The Open Sesame to abortion is “risk to mental health”. Today in Britain, some 97 percent of all abortions are allowed on the grounds that the pregnancy is a risk to the mother’s mental health.
In the 1960s when British lawmakers were drafting the Abortion Act 1967, they assured the public that the new law would only permit abortion under very strict conditions, and that there would be no slippery slope to abortion-on-demand. The purpose of this law, they claimed, was to end the small number of dangerous backstreet abortions. Tragically, 50 years later their assurances have proven hollow and worthless.

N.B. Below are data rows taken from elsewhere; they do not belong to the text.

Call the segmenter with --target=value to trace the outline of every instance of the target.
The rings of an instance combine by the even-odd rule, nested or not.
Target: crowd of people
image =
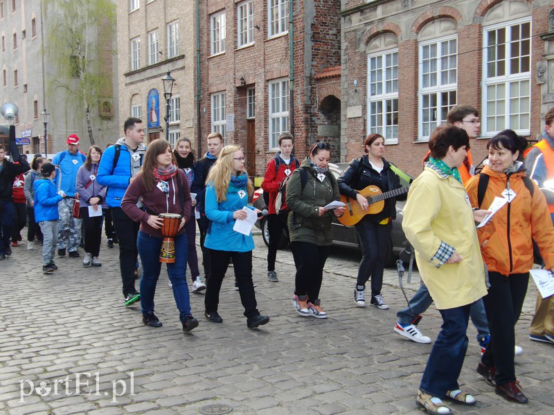
[[[333,240],[332,222],[355,214],[363,255],[354,302],[366,306],[365,288],[370,279],[369,305],[387,309],[384,261],[396,201],[407,199],[402,228],[414,248],[422,284],[408,308],[397,313],[394,331],[418,343],[431,343],[418,322],[434,302],[443,320],[420,385],[418,404],[432,414],[449,414],[443,399],[476,403],[458,383],[470,316],[481,347],[477,372],[498,395],[527,403],[515,370],[515,356],[521,353],[515,344],[515,327],[527,293],[534,248],[544,266],[554,271],[554,182],[548,182],[554,180],[554,109],[546,114],[545,122],[544,139],[527,151],[527,140],[512,130],[491,138],[485,165],[476,174],[470,147],[471,139],[479,136],[479,112],[467,105],[454,107],[448,122],[432,133],[423,172],[409,191],[401,188],[399,176],[384,158],[385,140],[380,134],[366,138],[364,154],[352,160],[338,179],[328,169],[329,145],[314,143],[299,160],[294,157],[294,138],[281,134],[279,151],[268,163],[262,183],[267,196],[268,281],[279,281],[276,256],[286,228],[296,268],[294,310],[302,317],[327,318],[320,292]],[[176,255],[167,273],[183,330],[199,325],[190,309],[187,264],[192,290],[205,290],[208,322],[223,321],[220,290],[232,263],[247,326],[267,324],[270,318],[258,311],[254,291],[252,234],[235,229],[235,222],[247,219],[250,211],[262,213],[249,205],[253,186],[244,171],[242,148],[224,146],[223,136],[212,133],[207,137],[208,151],[196,160],[186,138],[180,138],[175,149],[159,139],[147,149],[140,119],[129,118],[123,129],[125,136],[103,152],[92,146],[86,155],[79,151],[79,138],[72,134],[67,149],[51,163],[36,155],[30,165],[24,158],[14,163],[0,146],[0,259],[21,240],[26,219],[28,248],[33,248],[35,239],[42,243],[45,273],[57,269],[56,248],[60,257],[80,257],[82,239],[82,265],[100,266],[105,221],[108,247],[119,245],[125,304],[140,301],[143,323],[159,327],[154,297],[162,268],[158,252],[166,236],[161,231],[166,220],[162,216],[172,214],[179,218]],[[369,187],[387,195],[376,212],[364,193]],[[477,228],[476,224],[491,213],[487,208],[499,198],[506,199],[504,205]],[[353,213],[355,205],[359,213]],[[16,219],[19,215],[23,220]],[[204,277],[196,250],[197,226]],[[138,257],[143,268],[140,293],[135,288]],[[553,297],[539,295],[532,340],[554,343]]]

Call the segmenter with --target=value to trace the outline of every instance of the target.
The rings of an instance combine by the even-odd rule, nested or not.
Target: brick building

Even though the British law requires that two doctors to certify that an abortion is needed on medical grounds, no one seriously denies that abortion-on-demand is the current practice in the UK. The weak link in the Abortion Act was the clause allowing abortion if a pregnancy carried a ‘risk of injury to the mental health of the pregnant woman’.
What does these words even mean? What constitutes a ‘risk to mental health’? A ‘crisis pregnancy’ would qualify. Are you underage? Are you unemployed, can’t afford a baby, and so on. Just say “I can’t take it” and the doctor will sign the form. No wonder doctors treat the consultation as a charade, and want it replaced with legalised abortion-on-demand.
The Irish Minister for Health proposes to allow abortion between 12 and 23 weeks in what he claims would be “exceptional circumstances”, including the risk to mental health. Just how he hopes to make abortion exceptional is yet to be explained, seeing what has happened in the UK over the past five decades.
Do our political leaders learn anything from the example of other countries?